The configuration is required to satisfy the following requirements:
l Geographically dispersed customer networks Customer A, Customer C and Customer D can implement consistent spanning tree calculation across the service provider network.
l BPDU packets are isolated for the customer network Customer B, so it does not take part in the spanning tree calculation.
II. Network diagram
Figure 2-2 Network diagram for BPDU tunneling configuration
III. Configuration procedure
1) Configuration on Provider A
# Configure BPDU transparent transmission on Ethernet 2/0/1.
<ProviderA> system-view
[ProviderA] interface ethernet 2/0/1
[ProviderA-Ethernet2/0/1] port access vlan 2
[ProviderA-Ethernet2/0/1] stp disable
[ProviderA-Ethernet2/0/1] bpdu-tunnel dot1q enable
[ProviderA-Ethernet2/0/1] bpdu-tunnel dot1q stp
2) Configuration on Provider B
# Configure BPDU isolation on Ethernet 2/0/2.
<ProviderB> system-view
[ProviderB] interface ethernet 2/0/2
[ProviderB-Ethernet2/0/2] port access vlan 4
[ProviderB-Ethernet2/0/2] bpdu-tunnel dot1q enable
3) Configuration on Provider C
# Configure BPDU transparent transmission on Ethernet 2/0/3.
<ProviderC> system-view
[ProviderC] interface ethernet 2/0/3
[ProviderC-Ethernet2/0/3] port access vlan 2
[ProviderC-Ethernet2/0/3] stp disable
[ProviderC-Ethernet2/0/3] bpdu-tunnel dot1q enable
[ProviderC-Ethernet2/0/3] bpdu-tunnel dot1q stp
# Configure BPDU transparent transmission on Ethernet 2/0/4.

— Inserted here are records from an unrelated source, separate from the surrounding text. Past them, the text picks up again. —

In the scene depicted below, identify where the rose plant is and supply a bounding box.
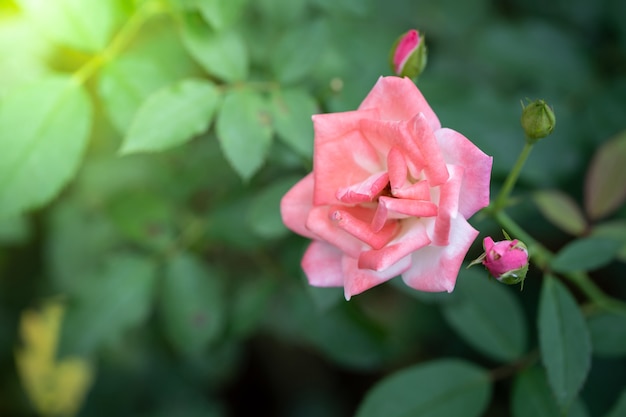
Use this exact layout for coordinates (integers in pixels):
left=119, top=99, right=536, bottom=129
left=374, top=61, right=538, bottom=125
left=281, top=77, right=492, bottom=299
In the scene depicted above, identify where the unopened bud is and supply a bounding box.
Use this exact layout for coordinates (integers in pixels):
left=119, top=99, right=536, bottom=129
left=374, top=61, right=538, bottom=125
left=470, top=236, right=528, bottom=285
left=389, top=29, right=427, bottom=78
left=520, top=100, right=556, bottom=143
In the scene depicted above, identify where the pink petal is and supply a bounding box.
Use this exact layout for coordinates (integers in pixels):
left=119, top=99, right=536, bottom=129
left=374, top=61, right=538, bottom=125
left=331, top=207, right=398, bottom=249
left=359, top=220, right=430, bottom=271
left=391, top=180, right=430, bottom=201
left=387, top=146, right=407, bottom=192
left=280, top=174, right=317, bottom=239
left=313, top=127, right=384, bottom=205
left=306, top=206, right=365, bottom=258
left=432, top=165, right=463, bottom=246
left=342, top=256, right=411, bottom=300
left=337, top=172, right=389, bottom=204
left=301, top=240, right=343, bottom=287
left=378, top=196, right=437, bottom=217
left=361, top=119, right=426, bottom=178
left=359, top=77, right=441, bottom=130
left=435, top=128, right=493, bottom=218
left=402, top=216, right=478, bottom=292
left=408, top=113, right=448, bottom=187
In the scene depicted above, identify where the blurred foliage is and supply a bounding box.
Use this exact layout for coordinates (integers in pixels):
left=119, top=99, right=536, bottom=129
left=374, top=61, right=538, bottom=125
left=0, top=0, right=626, bottom=417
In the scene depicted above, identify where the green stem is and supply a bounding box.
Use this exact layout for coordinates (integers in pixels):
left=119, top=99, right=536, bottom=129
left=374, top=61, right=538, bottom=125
left=494, top=211, right=626, bottom=311
left=73, top=1, right=163, bottom=84
left=491, top=141, right=533, bottom=213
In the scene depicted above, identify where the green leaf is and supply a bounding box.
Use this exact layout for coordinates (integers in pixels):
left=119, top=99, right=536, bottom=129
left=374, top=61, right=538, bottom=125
left=182, top=14, right=248, bottom=82
left=216, top=88, right=272, bottom=180
left=539, top=275, right=591, bottom=409
left=533, top=190, right=587, bottom=235
left=590, top=220, right=626, bottom=262
left=61, top=254, right=156, bottom=355
left=98, top=32, right=197, bottom=133
left=198, top=0, right=248, bottom=31
left=271, top=89, right=318, bottom=159
left=605, top=389, right=626, bottom=417
left=0, top=77, right=92, bottom=217
left=356, top=359, right=491, bottom=417
left=107, top=189, right=175, bottom=252
left=17, top=0, right=124, bottom=52
left=271, top=20, right=328, bottom=84
left=587, top=311, right=626, bottom=356
left=120, top=79, right=220, bottom=154
left=442, top=271, right=527, bottom=361
left=247, top=177, right=299, bottom=239
left=550, top=237, right=621, bottom=272
left=585, top=131, right=626, bottom=219
left=511, top=368, right=587, bottom=417
left=161, top=253, right=226, bottom=355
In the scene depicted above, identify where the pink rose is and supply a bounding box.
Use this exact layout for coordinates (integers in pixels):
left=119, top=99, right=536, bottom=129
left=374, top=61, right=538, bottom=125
left=281, top=77, right=492, bottom=299
left=482, top=237, right=528, bottom=283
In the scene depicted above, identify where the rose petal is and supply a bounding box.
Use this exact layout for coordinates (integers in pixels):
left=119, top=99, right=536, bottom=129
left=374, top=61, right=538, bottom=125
left=408, top=113, right=448, bottom=187
left=359, top=219, right=430, bottom=271
left=378, top=196, right=437, bottom=217
left=331, top=207, right=398, bottom=249
left=359, top=77, right=441, bottom=130
left=337, top=172, right=389, bottom=204
left=360, top=119, right=426, bottom=178
left=313, top=127, right=384, bottom=205
left=342, top=256, right=411, bottom=300
left=301, top=240, right=343, bottom=287
left=306, top=206, right=365, bottom=258
left=391, top=180, right=431, bottom=201
left=280, top=174, right=317, bottom=239
left=435, top=128, right=493, bottom=219
left=431, top=166, right=463, bottom=246
left=402, top=216, right=478, bottom=292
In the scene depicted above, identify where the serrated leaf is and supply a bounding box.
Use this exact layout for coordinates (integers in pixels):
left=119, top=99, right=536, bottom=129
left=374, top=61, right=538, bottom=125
left=356, top=359, right=491, bottom=417
left=216, top=89, right=272, bottom=180
left=511, top=368, right=587, bottom=417
left=61, top=254, right=156, bottom=355
left=587, top=311, right=626, bottom=356
left=271, top=20, right=328, bottom=84
left=120, top=79, right=220, bottom=154
left=182, top=14, right=248, bottom=82
left=0, top=76, right=92, bottom=217
left=271, top=89, right=318, bottom=158
left=17, top=0, right=124, bottom=52
left=585, top=131, right=626, bottom=219
left=247, top=177, right=299, bottom=239
left=539, top=275, right=591, bottom=410
left=550, top=237, right=621, bottom=272
left=442, top=271, right=527, bottom=361
left=98, top=32, right=197, bottom=133
left=533, top=190, right=587, bottom=235
left=605, top=389, right=626, bottom=417
left=198, top=0, right=248, bottom=31
left=161, top=253, right=226, bottom=355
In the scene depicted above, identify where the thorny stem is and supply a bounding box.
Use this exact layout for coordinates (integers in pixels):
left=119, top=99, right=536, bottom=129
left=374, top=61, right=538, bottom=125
left=73, top=1, right=164, bottom=84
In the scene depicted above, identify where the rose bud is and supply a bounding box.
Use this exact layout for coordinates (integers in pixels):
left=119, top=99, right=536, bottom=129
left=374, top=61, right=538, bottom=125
left=389, top=29, right=426, bottom=78
left=469, top=236, right=528, bottom=284
left=520, top=100, right=556, bottom=143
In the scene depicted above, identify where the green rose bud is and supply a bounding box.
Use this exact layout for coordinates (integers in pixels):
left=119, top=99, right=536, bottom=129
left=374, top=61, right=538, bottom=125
left=521, top=100, right=556, bottom=143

[ProviderC-Ethernet2/0/3] quit
[ProviderC] interface ethernet 2/0/4
[ProviderC-Ethernet2/0/4] port access vlan 2
[ProviderC-Ethernet2/0/4] stp disable
[ProviderC-Ethernet2/0/4] bpdu-tunnel dot1q enable
[ProviderC-Ethernet2/0/4] bpdu-tunnel dot1q stp
& Note:
When STP works stably on the customer network, if Customer A acts as the root bridge, the ports of Customer C and Customer D connected with Provider C can receive BPDUs from Customer A. Since BPDU isolation is enabled on Customer B, the port that connects Customer B to Provider B cannot receive BPDUs from Customer A.